From 5ae8a0507654515e6d81d01c9eb0dd3a34d68620 Mon Sep 17 00:00:00 2001
From: Esteban Zapata Rojas <2417465+estebanz01@users.noreply.github.com>
Date: Sun, 30 Oct 2022 21:28:26 -0400
Subject: [PATCH] Issue 78: Solve Division by Zero when performing a chi
 squared good fitness test. (#79)

* test: Write tests for the ZeroDivisionError ocurred on chi squared.

* fix: Implement zero division bugfix in lower gamma function calculation.

This change implements a fix, discovered in #78 , where the
incomplete gamma function raises a `ZeroDivisionError` when
X is too small.

This was caused by the liberal use of the `round` function when
calculating the iterations needed to perform the simpson's rule.
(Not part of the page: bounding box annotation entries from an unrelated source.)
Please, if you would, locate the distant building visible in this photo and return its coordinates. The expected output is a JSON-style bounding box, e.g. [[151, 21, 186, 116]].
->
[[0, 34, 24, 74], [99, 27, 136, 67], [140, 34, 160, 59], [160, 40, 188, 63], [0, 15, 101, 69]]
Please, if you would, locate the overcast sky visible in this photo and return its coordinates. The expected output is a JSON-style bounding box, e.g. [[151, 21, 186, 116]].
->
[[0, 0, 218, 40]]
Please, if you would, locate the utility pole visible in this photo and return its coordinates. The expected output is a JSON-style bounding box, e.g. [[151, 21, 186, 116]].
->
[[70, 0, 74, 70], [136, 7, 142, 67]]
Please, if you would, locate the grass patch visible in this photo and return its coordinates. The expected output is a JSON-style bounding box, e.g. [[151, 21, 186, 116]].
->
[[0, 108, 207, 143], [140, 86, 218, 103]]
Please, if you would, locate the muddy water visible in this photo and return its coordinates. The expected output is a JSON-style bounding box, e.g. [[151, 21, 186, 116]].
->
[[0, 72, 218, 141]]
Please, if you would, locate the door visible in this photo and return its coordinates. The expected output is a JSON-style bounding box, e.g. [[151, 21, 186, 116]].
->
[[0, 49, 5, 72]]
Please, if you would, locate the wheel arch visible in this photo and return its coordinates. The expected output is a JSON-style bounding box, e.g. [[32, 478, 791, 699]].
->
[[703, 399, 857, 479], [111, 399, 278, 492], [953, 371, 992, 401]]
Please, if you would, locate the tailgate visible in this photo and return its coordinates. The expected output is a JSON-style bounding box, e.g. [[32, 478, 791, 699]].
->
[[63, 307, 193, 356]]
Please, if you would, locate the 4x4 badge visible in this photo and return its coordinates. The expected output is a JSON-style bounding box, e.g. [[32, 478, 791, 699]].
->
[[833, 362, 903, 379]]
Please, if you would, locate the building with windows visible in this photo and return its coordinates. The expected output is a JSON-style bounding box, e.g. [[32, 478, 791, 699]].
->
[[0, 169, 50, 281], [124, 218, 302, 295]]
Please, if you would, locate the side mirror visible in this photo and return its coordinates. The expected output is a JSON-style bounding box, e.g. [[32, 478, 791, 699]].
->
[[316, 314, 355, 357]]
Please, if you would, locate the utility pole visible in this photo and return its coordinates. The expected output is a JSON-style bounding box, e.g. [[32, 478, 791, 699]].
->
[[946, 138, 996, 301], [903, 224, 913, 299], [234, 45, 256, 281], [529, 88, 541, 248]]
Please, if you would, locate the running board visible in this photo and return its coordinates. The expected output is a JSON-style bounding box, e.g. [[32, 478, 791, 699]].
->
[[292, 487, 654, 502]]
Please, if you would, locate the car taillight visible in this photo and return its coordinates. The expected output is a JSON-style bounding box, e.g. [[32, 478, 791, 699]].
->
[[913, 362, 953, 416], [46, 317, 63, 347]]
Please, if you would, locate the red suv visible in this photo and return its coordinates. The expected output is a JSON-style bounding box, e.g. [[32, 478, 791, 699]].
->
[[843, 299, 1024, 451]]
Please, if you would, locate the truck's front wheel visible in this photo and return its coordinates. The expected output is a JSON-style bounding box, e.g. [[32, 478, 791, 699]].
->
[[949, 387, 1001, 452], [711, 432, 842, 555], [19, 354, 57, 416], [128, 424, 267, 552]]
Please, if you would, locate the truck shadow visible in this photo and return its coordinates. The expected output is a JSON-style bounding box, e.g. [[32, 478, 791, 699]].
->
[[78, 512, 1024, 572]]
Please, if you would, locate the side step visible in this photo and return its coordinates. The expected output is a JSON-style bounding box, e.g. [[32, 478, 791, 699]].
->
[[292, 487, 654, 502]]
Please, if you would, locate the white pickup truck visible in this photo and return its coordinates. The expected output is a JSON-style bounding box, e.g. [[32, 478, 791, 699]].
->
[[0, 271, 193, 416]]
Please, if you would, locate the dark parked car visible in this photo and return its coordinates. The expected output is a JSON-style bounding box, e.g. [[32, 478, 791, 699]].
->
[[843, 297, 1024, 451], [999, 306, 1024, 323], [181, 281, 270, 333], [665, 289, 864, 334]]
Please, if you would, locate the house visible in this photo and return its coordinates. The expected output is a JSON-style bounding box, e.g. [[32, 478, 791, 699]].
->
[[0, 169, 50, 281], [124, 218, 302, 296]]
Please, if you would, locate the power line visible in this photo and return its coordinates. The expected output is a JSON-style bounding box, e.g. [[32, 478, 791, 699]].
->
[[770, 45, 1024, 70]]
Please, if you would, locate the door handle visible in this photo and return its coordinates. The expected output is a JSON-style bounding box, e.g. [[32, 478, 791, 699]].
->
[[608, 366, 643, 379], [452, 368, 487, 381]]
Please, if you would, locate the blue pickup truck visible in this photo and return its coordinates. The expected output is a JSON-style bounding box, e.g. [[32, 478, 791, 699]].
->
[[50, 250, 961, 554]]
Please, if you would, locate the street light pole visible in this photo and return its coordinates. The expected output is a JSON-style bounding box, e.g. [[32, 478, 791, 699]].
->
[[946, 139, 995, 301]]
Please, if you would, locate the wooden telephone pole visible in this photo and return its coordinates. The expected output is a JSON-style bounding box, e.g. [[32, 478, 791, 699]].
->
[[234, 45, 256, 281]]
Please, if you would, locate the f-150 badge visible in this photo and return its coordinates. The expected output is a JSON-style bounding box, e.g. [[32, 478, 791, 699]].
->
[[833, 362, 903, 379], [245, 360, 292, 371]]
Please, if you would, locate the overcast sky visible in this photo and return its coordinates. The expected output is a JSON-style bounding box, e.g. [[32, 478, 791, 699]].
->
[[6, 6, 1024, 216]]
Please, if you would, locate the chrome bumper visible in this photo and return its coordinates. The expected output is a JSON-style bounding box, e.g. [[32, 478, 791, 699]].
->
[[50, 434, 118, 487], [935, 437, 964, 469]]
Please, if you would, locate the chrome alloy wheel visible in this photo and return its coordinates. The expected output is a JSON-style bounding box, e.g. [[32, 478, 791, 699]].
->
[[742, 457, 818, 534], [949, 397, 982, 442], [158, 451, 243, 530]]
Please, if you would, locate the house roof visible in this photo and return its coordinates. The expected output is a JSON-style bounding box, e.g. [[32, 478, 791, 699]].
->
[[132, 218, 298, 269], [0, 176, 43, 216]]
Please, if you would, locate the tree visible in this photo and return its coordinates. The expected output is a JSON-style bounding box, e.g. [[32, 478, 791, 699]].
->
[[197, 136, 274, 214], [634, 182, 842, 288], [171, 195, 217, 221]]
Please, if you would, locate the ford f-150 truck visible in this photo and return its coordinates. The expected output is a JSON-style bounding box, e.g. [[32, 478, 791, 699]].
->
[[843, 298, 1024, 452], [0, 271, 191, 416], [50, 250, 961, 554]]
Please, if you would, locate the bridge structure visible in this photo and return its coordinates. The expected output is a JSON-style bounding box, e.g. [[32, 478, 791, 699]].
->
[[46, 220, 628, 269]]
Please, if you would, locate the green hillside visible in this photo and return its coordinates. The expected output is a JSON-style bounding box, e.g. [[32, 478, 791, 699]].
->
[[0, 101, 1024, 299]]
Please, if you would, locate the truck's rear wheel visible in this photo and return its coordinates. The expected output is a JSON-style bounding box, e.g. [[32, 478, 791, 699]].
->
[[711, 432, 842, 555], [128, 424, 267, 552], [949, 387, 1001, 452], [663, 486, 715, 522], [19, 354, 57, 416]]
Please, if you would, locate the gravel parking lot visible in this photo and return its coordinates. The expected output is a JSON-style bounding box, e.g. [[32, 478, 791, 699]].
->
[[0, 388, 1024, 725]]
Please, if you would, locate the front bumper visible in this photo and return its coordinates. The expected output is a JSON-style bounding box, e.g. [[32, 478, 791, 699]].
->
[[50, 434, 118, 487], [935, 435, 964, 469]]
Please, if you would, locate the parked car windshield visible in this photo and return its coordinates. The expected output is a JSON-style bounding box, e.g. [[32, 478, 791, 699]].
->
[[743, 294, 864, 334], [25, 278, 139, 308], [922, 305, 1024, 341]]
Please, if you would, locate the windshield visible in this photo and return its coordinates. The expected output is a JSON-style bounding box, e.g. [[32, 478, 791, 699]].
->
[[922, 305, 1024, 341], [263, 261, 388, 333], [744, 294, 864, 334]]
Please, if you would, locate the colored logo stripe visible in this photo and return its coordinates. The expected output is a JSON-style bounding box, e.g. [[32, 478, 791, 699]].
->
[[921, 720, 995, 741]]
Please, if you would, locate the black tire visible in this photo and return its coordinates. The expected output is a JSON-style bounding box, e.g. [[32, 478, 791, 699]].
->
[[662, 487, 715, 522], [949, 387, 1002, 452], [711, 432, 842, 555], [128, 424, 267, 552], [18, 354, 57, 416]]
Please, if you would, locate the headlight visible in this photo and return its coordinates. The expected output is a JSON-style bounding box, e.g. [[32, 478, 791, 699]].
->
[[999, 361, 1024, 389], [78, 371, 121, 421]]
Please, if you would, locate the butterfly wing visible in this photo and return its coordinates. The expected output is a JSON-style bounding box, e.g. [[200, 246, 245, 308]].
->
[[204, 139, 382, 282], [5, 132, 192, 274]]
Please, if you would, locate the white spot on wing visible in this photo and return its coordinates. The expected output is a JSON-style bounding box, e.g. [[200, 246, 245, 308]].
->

Now, with this change, if the X is too small, it rounds it to
the first decimal, then rounds it again after multiplying it by
10_000. Now, if the second round still give us zero, then we default
to 100_000 iterations instead, as we must assume it's a pretty small
value that needs to be accounted for.

* fix: Update p-value in certain tests due to the increased iterations.
---
 lib/math.rb                                   |  5 ++++-
 spec/statistics/bigdecimal_spec.rb            |  2 +-
 spec/statistics/math_spec.rb                  | 20 +++++++++++++++++++
 .../statistical_test/chi_squared_test_spec.rb | 20 ++++++++++++++++++-
 4 files changed, 44 insertions(+), 3 deletions(-)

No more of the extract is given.